HF Spectrum Analysis - Weather Fax

The first thing we’ll look at in the recordings are the weather fax broadcasts. There are several transmitters around the world broadcasting pictures of the weather to all manner of users, but mostly mariners. A variety of images (called “products” in meteorology) are available, with lots of charts, graphs and satellite photos available to decode. The signal is fairly easy to spot with its tone-infused-with-ticking, kinda like a Geiger counter. There’s a tone for white and a tone for black. The ticking on each black pixel will be familiar to owners of dot matrix printers in the past. Solid black, horizontal lines will come in with a full black tone for the duration.

Essentially you get a start tone first of all to help with IDing the start of the image, then some phasing tones to help with timing and where the lines start and end. Then comes the image itself, with the tones for black and white pixels (you'll mostly hear the white of the image coming through, and the black pixels will sound like the aforementioned ticking, unless there's a lot of black like a solid line. Then you may hear a full black tone as it draws that line. You'll get a feel for it soon enough.

There are two main catches for European listeners, DWD out of Germany and the Royal Navy here in the U.K. Sadly the skip zone seems to prevent decent reception of the U.K. stations within the U.K. itself, except for late at night sometimes (which may well be groundwave reception in the end - I’m learning a lot about propagation lately). Its signals are noisy and inconsistent. The German Deutscher Wetterdienst station broadcasting from a site near Hamburg is an easier catch.
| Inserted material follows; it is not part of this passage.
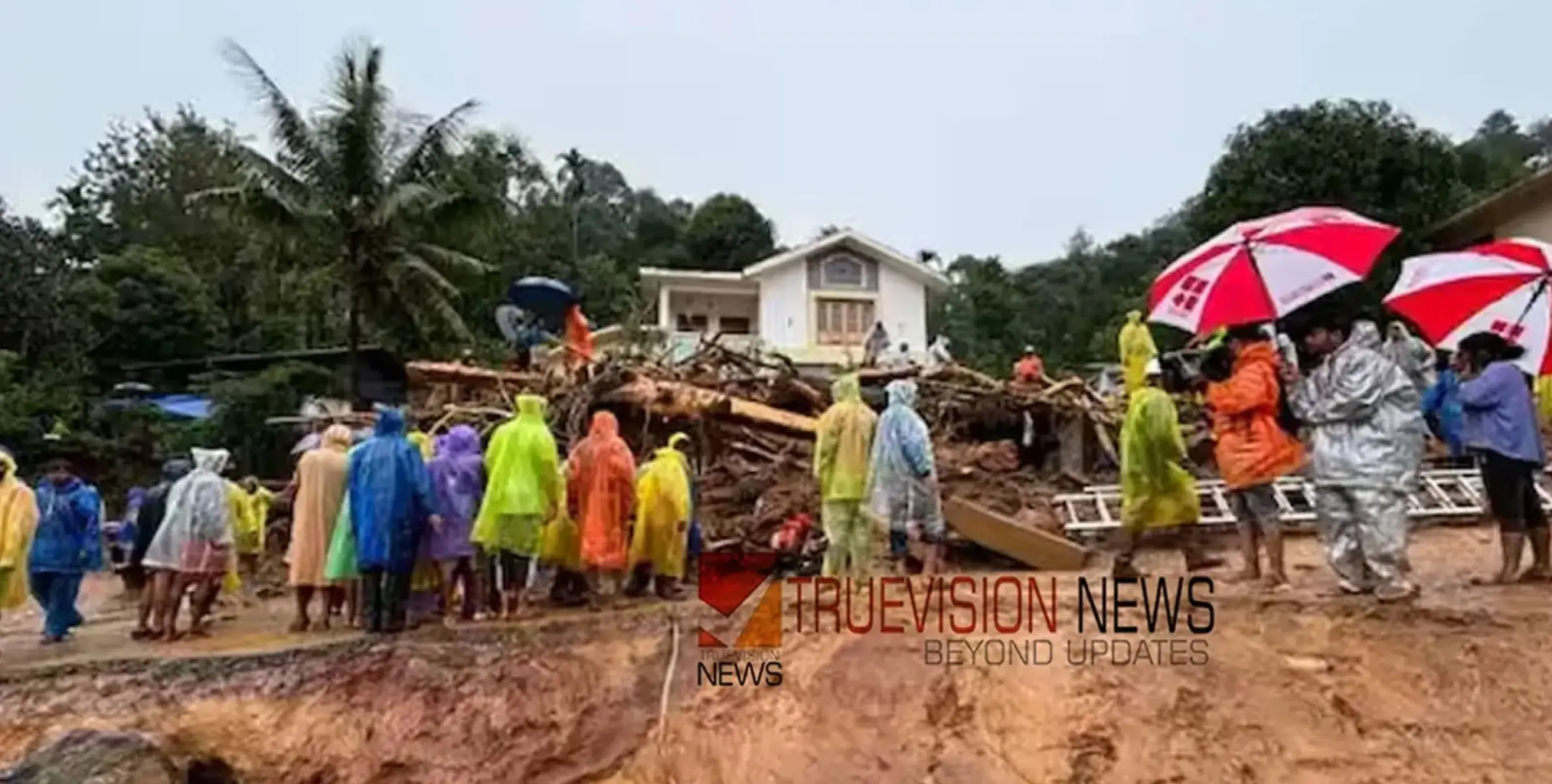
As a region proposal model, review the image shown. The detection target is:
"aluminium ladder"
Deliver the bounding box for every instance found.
[1052,469,1552,536]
This tends to boom in, allowing very good quality images to be received, sometimes with an indoor antenna.

A rarer catch, and one I’ve never been able to reproduce again, was the NWS station in Boston. This was a combination of being there at the right time of day on the right frequency for that time. I had some great images with a bit of noise and fading - which is to be expected perhaps, given the distance. Subsequent catches have had the wire set up at different angles, which may not help, but I’ve never been able to get this station again.
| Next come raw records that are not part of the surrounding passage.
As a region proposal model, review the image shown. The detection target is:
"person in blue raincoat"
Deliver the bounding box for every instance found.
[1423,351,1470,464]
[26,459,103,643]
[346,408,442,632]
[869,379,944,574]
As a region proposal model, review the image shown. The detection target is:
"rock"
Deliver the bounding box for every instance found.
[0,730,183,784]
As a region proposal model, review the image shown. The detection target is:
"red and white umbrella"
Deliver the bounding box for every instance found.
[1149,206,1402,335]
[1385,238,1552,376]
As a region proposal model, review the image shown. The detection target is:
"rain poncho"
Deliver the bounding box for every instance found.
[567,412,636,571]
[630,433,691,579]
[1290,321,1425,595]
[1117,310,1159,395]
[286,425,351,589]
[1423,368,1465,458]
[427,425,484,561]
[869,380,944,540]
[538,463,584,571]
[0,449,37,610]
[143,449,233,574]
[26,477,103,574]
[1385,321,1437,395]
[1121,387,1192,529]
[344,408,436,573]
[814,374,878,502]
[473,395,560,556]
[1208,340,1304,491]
And I thought that was my lot, just the three stations. And then, scrolling through a later recording made on the 9th December 2021, I heard a noisy but feint signal with the telltale sound of Wefax bursting in. You get to recognise what signals sound like after a while, and I could hear the ticking of the black pixels coming through with the white tone behind it, even through the noise floor.

Incredibly, after looking at what came through, it seemed to be a Chinese station, with the South China Sea text and the outline of Taiwan clearly visible. I’ve never been able to receive any other stations, so I’ll have to try and receive some of the other ones closer to me now. In future I may try aiming the wire broadside towards some of these stations and try to pick them up at appropriate times for each frequency.

Here's an image gallery from the 22nd Nov with two stations found between 9 and 15 MHz: 22nd Nov 2021 - part 1. Also one single image so far from the 29th - I haven't really finished decoding everything yet, because sometimes it is hard to know where to start.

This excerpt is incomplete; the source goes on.